Faculty Retention & Work/Life
Retention efforts can improve the climate of a department and result in better productivity and greater job satisfaction. Faculty retention efforts can also be beneficial economically, as faculty replacement costs tend to be much higher than retention costs.
We have identified the following key practices that can positively impact faculty retention, particularly for women and underrepresented minority faculty. You can find more information in the downloadable UW ADVANCE Faculty Retention Toolkit, which explores each of these key areas in detail.
- Create a system to monitor decision-making, to check for areas of unintentional bias, and to create opportunities for all faculty.
- Encourage transparency and share information equally with faculty. Include fair and open promotion and tenure guidelines.

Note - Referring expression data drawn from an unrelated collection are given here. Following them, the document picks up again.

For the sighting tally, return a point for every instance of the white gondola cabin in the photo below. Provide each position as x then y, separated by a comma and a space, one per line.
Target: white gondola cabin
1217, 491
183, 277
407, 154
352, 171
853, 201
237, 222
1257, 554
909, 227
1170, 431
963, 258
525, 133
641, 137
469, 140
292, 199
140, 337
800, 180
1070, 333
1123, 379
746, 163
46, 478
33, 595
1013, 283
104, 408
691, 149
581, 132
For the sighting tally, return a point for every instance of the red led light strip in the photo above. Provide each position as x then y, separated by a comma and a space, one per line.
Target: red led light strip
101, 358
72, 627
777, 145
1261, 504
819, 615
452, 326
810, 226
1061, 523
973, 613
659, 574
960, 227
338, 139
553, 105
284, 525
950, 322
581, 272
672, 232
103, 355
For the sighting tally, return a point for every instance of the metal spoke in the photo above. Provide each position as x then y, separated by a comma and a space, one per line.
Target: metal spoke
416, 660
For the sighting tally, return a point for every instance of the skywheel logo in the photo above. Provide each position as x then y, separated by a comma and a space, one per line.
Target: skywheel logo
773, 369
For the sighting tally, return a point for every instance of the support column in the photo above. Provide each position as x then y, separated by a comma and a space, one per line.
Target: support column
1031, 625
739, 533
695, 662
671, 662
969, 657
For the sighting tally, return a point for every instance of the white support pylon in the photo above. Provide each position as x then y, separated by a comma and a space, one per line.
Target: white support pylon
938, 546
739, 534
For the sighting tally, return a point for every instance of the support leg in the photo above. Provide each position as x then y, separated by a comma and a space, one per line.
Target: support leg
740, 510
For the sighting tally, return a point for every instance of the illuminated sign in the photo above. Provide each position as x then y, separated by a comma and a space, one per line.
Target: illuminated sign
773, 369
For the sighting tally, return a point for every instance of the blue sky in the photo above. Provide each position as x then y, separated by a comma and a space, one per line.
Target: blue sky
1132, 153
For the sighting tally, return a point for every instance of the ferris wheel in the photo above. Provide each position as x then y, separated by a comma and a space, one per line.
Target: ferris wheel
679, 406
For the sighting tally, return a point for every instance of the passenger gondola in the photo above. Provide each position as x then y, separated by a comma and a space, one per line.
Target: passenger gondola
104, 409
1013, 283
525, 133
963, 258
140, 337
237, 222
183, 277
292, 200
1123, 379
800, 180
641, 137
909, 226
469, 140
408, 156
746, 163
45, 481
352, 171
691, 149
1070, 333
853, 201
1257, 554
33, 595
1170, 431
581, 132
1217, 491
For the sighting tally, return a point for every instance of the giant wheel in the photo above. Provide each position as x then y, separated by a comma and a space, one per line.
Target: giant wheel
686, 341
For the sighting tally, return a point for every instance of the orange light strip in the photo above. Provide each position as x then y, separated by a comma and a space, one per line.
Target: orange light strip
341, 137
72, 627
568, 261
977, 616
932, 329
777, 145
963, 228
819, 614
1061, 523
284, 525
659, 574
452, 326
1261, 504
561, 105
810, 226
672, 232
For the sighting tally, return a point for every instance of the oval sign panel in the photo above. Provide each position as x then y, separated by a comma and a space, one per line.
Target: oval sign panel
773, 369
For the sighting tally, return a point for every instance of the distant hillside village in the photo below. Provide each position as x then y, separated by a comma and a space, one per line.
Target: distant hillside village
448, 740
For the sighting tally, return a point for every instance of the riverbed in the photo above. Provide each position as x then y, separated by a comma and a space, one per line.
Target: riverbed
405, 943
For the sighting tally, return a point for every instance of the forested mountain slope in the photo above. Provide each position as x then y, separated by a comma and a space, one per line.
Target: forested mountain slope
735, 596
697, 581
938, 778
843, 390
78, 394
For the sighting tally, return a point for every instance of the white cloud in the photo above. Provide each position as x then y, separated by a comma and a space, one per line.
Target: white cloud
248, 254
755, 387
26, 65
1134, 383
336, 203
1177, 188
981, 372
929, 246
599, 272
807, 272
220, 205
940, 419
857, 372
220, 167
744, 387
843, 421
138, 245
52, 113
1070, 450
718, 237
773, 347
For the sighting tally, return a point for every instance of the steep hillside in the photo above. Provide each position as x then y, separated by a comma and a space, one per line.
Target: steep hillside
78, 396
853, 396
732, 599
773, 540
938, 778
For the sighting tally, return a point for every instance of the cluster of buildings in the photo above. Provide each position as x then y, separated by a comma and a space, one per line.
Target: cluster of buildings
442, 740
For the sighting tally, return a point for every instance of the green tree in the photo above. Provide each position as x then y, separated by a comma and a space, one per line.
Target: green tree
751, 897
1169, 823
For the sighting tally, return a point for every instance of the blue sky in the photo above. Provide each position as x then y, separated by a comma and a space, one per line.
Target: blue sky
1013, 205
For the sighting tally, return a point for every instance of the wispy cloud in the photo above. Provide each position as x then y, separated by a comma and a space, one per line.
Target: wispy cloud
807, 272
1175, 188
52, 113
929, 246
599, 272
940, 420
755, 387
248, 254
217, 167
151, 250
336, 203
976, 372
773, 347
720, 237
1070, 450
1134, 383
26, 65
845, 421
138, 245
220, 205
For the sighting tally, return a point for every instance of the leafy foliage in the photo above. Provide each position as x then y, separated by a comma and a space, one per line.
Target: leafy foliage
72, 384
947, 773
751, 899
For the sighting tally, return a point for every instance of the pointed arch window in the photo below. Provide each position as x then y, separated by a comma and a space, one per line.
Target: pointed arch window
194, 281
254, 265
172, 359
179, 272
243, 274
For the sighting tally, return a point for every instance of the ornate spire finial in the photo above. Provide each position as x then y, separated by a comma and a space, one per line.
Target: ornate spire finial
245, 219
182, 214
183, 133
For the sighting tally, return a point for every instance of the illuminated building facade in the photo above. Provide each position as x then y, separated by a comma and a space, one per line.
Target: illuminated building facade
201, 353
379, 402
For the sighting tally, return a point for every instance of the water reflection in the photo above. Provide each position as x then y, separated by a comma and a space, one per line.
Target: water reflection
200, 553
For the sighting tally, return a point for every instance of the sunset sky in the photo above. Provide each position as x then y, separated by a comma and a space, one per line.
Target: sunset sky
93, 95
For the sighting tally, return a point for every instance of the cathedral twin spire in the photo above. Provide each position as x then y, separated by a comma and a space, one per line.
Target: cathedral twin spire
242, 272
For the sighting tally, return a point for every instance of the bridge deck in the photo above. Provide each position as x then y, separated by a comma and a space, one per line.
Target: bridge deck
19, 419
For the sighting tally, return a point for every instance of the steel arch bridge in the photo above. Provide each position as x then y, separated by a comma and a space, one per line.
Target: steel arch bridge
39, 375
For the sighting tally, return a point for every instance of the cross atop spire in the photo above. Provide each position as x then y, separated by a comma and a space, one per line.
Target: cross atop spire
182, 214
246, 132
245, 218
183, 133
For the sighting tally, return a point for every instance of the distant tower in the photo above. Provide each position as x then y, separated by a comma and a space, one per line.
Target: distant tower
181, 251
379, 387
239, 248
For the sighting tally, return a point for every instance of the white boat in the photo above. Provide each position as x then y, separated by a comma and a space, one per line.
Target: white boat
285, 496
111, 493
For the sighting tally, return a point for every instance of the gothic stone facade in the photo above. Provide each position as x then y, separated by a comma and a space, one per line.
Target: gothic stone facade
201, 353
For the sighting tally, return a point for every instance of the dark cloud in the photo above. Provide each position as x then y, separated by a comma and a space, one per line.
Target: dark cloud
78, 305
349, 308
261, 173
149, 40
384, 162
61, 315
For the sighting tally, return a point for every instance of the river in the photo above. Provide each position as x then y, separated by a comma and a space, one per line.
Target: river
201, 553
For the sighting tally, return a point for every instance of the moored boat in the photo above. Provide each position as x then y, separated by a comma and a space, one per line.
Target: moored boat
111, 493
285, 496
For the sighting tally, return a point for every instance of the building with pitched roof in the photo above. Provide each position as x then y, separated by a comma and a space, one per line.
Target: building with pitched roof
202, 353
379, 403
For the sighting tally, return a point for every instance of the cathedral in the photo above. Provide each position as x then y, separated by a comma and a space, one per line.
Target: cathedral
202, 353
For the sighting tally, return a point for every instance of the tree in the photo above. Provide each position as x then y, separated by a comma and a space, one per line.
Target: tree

- Foster a supportive and welcoming environment.While support is critical for pre-tenure and underrepresented faculty, all faculty benefit from a supportive environment with as sense of community and active appreciation and recognition of faculty accomplishments.
- Provide opportunities for mentoring for faculty at all levels. Mentoring promotes a sense of community and supports faculty careers.
- Value diverse contributions in a broad set of areas, including teaching, research, service, and creative activities. Encourage a balance of traditional, and non-traditional faculty work, such as part-time appointments and non-traditional funding. Work with departments and promotion and tenure committees to make sure that diverse faculty and diverse career paths are valued.
- Support the career development of new and pre-tenure faculty, as they may need extra attention when it comes to retention. There are many issues that face new faculty, and it’s important to create a connection with new faculty when they arrive on campus. Strategies can include mentoring, workload balance, access to information, and ensuring visibility. More pre-tenure faculty resources
- Offer opportunities for mid-career faculty support and mentoring. Mid-career faculty face a unique set of challenges; it’s important to address career development early and often. More mid-career faculty resources
- Use faculty development resources on campus. At UW, available workshops address topics like promotion and tenure; research, teaching and service; proposals and grantwriting; issues specific to faculty leadership; and more. More career development resources at UW
- Support flexible policies and practices that improve the faculty experience. Consider strategies like salary adjustments, reduced teaching loads, leaves, tenure-clock extension, dual-career hiring, and more, to help retain faculty. Make all resource decisions on a case-by-case basis. More work/life balance resources
- Talk to faculty on an individual level, in focus groups, with department chairs and deans, and through exit interviews to identify barriers to retention, and work to find solutions to these barriers.